Now, rather than rolling you onto a new contract, business electricity suppliers will usually put your business on a variable rate contract. It will be at a higher rate, but you can typically leave with 30 days’ notice.
Unless you’re happy paying more, it’s still a good idea to know how to terminate an electricity contract in good time to ensure a smooth change of supplier, especially as some electricity suppliers will still roll you on to another contract if they don’t hear from you within 30 days from the end of your contract.
When you do switch, your new electricity provider should take care of pretty much everything. You’ll probably just need to give them a few details to process your switch and new supply.
Can I cancel while in contract?
Before accepting a contract, you should make sure you’re happy with the deal and take the time to read the full terms and conditions before committing, as once you’ve signed, there’s usually no cooling-off period.
If you can cancel or switch business electricity suppliers mid-contract, there’ll likely be a penalty, unless your business moves or goes under. Alternatively, if you feel like you’ve been mis-sold a contract, there are steps you can take.
A business electricity price comparison is the best and most assured way of finding the cheapest electricity tariff for your business. But remember, the cheapest business electricity supplier isn’t necessarily the best electricity supplier for your business. Some suppliers offer a lot more than a low price.
That’s why Expert Comparison provides comprehensive business guides – so that you can weigh up all the options and factors before making a decision – one that you could be tied into for quite some time.

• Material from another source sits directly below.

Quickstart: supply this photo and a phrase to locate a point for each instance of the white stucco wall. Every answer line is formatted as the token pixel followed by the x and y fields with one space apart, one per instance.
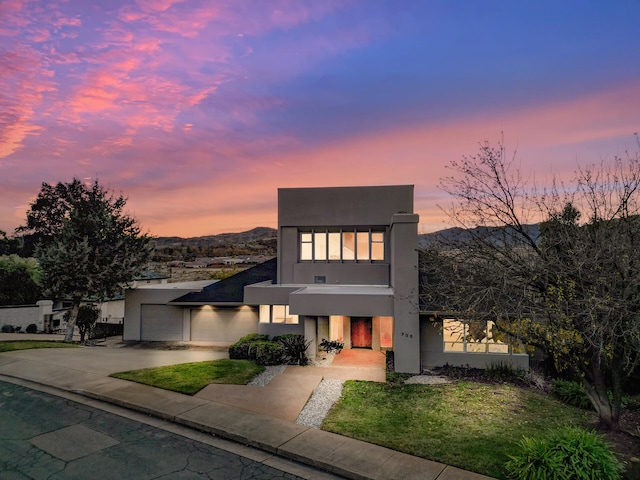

Reducing business electricity costs
Ultimately, regardless of what supplier you business electricity comparison promotes as the best fit for your company, the more electricity you use, the more expensive your bills will be.
As well as comparing business electricity providers, a key step in lower your costs should be to reduce the amount of electricity your business uses.
- Switch off lights if not in use or install motion sensor lights
- Upgrade to more energy efficient equipment
- Improve insulation
- Maximise the amount of natural light
- Switch off computers rather than putting them in sleep mode
- Use CFL & LED bulbs
Remember, any upfront costs you incur can probably be recouped over time from the savings you make.
Business electricity: regulations and guidelines
The Electricity at Work Regulations 1989 contain guidelines you must adhere to in order to pass legal requirements. It covers a range of areas, including acceptable standards of equipment, means of protection from excess current, and procedures to safely shut of electricity if businesses should need to.
The Electricity Safety, Quality and Continuity Regulations, 2002 stipulate how you should safeguard employees and the general public from dangers associated with your electricity. The document covers precautions against supply failure, heights of overhead cabling, regulations about the safety of wiring, and lots of other useful information.